I was put to lead this project. Why me? It had a lot to do with circumstances and planning but also with a set of skills:

  • being able to understand the needs of each model
  • being able to design an API and communicate with others
  • being able to create a production ready service
  • being able to (de)serialize models

What weighted most in the balance were the last two points: the data-scientist team worked with Python and the main core team worked with NodeJS, creating a service in Node that could read Python models would have cost us much more time than learning to create a Python service that read those models.

In a big company, you could have found dozens of persons who could have done this. But back then, because my academic background was more "software engineering" focused than the rest of the data-scientist who were closer to mathematicians, I was the right candidate.

Data-scientists need to go to production

Repairing cars

There's tons of solutions to put models in production but I noted a trend: a lot of companies will propose to do it for you "as a service". And I think it reflect one problem the data-scientist community still has to work on.

"I got my model, now what?"

Data-scientist need to work hand in hand with software engineers to be able to deploy their models. And I think there's a new kind of data-scientist that is appearing who are enabling that next step.
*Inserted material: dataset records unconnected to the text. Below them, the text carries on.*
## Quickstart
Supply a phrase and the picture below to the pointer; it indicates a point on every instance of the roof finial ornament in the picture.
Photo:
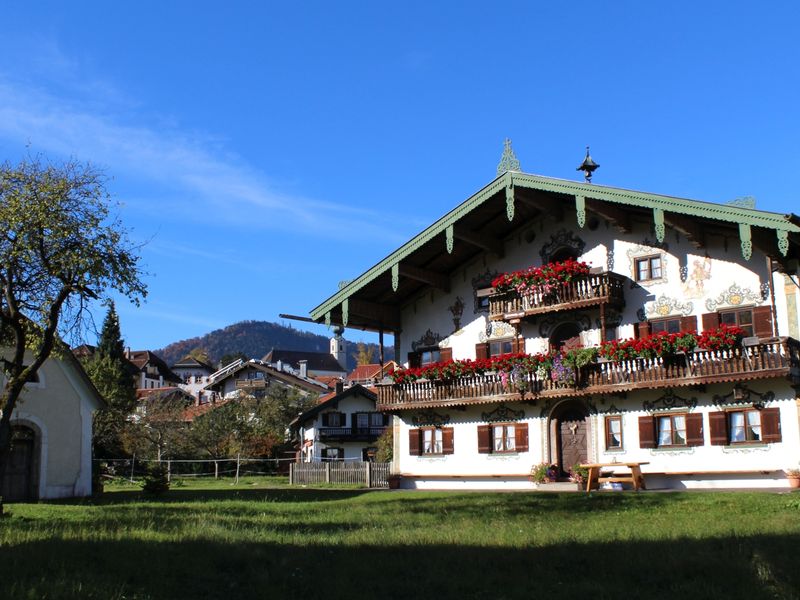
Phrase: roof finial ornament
(508, 162)
(588, 166)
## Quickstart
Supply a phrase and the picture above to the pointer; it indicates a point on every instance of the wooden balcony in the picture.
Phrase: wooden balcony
(354, 434)
(594, 289)
(779, 357)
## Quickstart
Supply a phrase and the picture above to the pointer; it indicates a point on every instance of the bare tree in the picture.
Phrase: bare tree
(60, 249)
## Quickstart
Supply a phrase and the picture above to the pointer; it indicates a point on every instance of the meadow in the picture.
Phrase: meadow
(261, 539)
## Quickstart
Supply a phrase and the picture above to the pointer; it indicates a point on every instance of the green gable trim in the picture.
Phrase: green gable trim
(508, 181)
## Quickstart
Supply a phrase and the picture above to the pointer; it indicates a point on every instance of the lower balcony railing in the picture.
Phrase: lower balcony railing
(582, 291)
(779, 357)
(360, 433)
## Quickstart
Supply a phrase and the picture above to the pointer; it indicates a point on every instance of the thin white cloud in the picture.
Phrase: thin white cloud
(189, 173)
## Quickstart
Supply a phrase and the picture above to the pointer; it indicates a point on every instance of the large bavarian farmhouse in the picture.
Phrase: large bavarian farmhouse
(704, 396)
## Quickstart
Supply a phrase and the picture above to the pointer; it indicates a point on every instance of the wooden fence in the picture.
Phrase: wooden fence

Distinct roles are starting to appear in data-science: you got the person who's super strong at modeling, another who's more focused on feature engineering or another one who's centered on the data extraction, etc... They got different skill set, are solving different problems and produce different results (a model, a combination of features, a dataset). But they need to work hand in hand to produce something that will reach to production (and so that will generate business value).

For lack of a better term

So for the first months, I thought I shouldn't care about my title until the boss of the startup asked my chief why I wasn't working on the same project as people with the same title.

That was the moment to change title.

My chief and I made some researches and in the end, came up with "Analyst software engineer".

So, what I do everyday? Roughly, I try to help my team of data-scientists:

  • 70% of my time is about working on the ML service we created ; fixing bugs, adding new features (and introducing new bugs) and helping the data-scientists use it
  • I come up with new tools to automate some of their manual steps
  • and I try being the layer between the data-scientists and the rest of the team so they can focus on what really matter.

Basically, every one of my tasks should either automate a task of the DS guys or make work for other people easier.



Ok, so this is a piece I started to write long ago, that suffered some rewriting with events happening, I hope this can maybe help some people.